What's more, there are large gaps in the ancient fossil record. For example, it is well documented that frog species today are at high risk of extinction -- yet frogs are only rarely found in the fossil record. In addition, certain habitats with many extinctions today -- such as islands -- are also not represented in the ancient fossil record. Rather, the fossil record tends to be dominated by larger species and geographically larger habitats.

"It's difficult to confidently deduce whether today's rates are objectively higher than those of the fossil record," Spalding said. "Meanwhile, we know that ecosystems may be totally decimated, yet suffer very few extinctions. In that sense, extinction rates may even underestimate our influence upon the biosphere."

Spalding and Hull took pains to describe the perilous state of the natural world today, beyond the numbers of species extinctions. According to an Intergovernmental Science-Policy Platform on Biodiversity and Ecosystem Services (IPBES) report in 2019, nearly 75% of all freshwater resources on Earth are used by crop and livestock production; human activities have significantly altered 75% of all ice-free terrestrial environments and 66% of marine environments.

Spalding and Hull's proposal is to change the metric from species loss to changes in the rocks beneath their feet.

"Humans change the rock record as soon as they enter an area, whether it is agrarian societies, beaver trapping, or the damming of rivers," Hull said. "We completely change the way the Earth forms itself and this can be seen in the rocks left behind."

The researchers said a variety of measurable metrics -- such as the chemical composition of sediments and grains of rocks -- are more readably comparable to ancient timescales.

"Historical comparisons offer the hope that we might begin to understand the relative scope and the eventual ramifications of our modification of the biosphere," Spalding said. "If we think these comparisons are important, we need to get them right."

INFORMATION:



ELSE PRESS RELEASES FROM THIS DATE:

Quality improvement project boosts depression screening among cancer patients

Quality improvement project boosts depression screening among cancer patients
2021-04-29
DALLAS - April 28, 2021 - Depression screening among cancer patients improved by 40 percent to cover more than 90 percent of patients under a quality improvement program launched by a multidisciplinary team at UT Southwestern Medical Center and Southwestern Health Resources. Cancer patients with depression are at an increased risk of mortality and suicide compared with those without depression. Although rates vary based on cancer type and stage, depression is estimated to affect 10 to 30 percent of patients with cancer compared with 7 to 8 percent of adults without a diagnosis or history of cancer, and impact both men and women equally. Due to the higher risk, medical ...

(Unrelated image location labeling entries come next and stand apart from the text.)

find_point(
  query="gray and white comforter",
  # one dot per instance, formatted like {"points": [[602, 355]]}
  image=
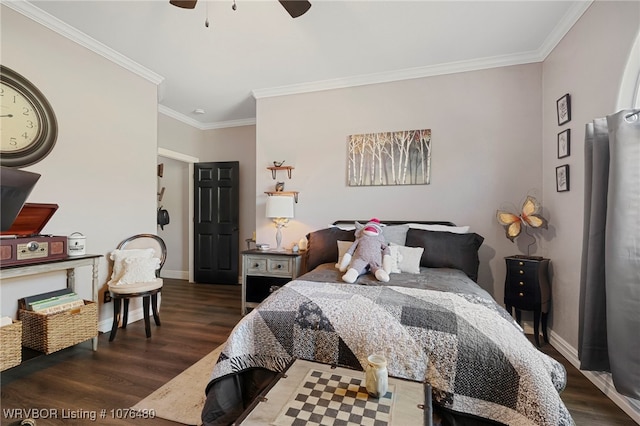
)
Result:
{"points": [[473, 354]]}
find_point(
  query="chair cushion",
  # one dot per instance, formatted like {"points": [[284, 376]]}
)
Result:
{"points": [[136, 287], [120, 257]]}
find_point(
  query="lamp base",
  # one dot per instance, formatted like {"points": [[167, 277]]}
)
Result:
{"points": [[279, 226]]}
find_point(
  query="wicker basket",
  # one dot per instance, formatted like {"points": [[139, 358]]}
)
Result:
{"points": [[10, 345], [49, 333]]}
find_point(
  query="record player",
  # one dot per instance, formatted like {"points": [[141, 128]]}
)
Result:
{"points": [[22, 244]]}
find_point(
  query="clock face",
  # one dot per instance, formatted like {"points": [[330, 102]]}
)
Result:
{"points": [[28, 127], [20, 120]]}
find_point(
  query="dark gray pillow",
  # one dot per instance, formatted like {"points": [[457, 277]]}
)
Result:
{"points": [[322, 246], [447, 250], [396, 234]]}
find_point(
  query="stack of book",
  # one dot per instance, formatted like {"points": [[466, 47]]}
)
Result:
{"points": [[52, 302]]}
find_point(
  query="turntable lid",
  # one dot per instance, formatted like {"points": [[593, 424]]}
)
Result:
{"points": [[31, 219]]}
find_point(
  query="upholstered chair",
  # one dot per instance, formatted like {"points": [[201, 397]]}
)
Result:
{"points": [[136, 273]]}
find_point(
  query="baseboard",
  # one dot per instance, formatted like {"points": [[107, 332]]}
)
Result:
{"points": [[177, 275], [601, 380]]}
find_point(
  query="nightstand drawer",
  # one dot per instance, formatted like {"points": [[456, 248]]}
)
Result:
{"points": [[256, 265], [523, 271], [279, 266]]}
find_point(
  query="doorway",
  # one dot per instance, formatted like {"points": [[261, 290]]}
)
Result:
{"points": [[216, 222], [162, 152]]}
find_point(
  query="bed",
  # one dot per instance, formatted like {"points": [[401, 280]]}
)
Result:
{"points": [[432, 321]]}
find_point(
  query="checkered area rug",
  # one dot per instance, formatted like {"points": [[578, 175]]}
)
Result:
{"points": [[325, 398]]}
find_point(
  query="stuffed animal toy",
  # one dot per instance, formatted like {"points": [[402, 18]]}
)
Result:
{"points": [[369, 252]]}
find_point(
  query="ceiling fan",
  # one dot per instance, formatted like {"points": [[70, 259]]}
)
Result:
{"points": [[295, 8]]}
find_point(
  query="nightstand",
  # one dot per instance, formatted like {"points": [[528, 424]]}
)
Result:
{"points": [[526, 288], [264, 271]]}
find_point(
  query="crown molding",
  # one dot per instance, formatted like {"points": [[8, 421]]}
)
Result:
{"points": [[40, 16], [570, 18], [393, 76], [230, 123], [566, 23], [204, 126]]}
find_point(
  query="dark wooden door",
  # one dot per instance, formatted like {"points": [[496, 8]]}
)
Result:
{"points": [[216, 217]]}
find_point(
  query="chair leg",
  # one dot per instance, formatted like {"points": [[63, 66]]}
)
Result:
{"points": [[147, 322], [125, 316], [116, 317], [154, 307]]}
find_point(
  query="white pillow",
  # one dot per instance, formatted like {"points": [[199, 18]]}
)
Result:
{"points": [[395, 258], [119, 256], [407, 259], [139, 270], [343, 247], [344, 226], [445, 228]]}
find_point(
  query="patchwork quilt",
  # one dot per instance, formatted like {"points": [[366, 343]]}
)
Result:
{"points": [[473, 354]]}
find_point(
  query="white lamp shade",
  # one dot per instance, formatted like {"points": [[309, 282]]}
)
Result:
{"points": [[280, 206]]}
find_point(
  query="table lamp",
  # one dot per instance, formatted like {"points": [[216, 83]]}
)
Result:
{"points": [[280, 210]]}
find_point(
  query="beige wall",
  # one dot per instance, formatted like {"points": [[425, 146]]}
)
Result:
{"points": [[102, 170], [486, 153]]}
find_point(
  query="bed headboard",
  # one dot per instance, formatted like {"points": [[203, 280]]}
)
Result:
{"points": [[445, 245]]}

Was North America populated by 'stepping stone' migration across Bering Sea?

2021-04-29
LAWRENCE -- For thousands of years during the last ice age, generations of maritime migrants paddled skin boats eastward across shallow ocean waters from Asia to present-day Alaska. They voyaged from island to island and ultimately to shore, surviving on bountiful seaweeds, fish, shellfish, birds and game harvested from coastal and nearshore biomes. Their island-rich route was possible due to a shifting archipelago that stretched almost 900 miles from one continent to the other. A new study from the University of Kansas in partnership with universities in Bologna and Urbino, Italy, documents the newly named Bering Transitory Archipelago and then points to how, when and where the first Americans ...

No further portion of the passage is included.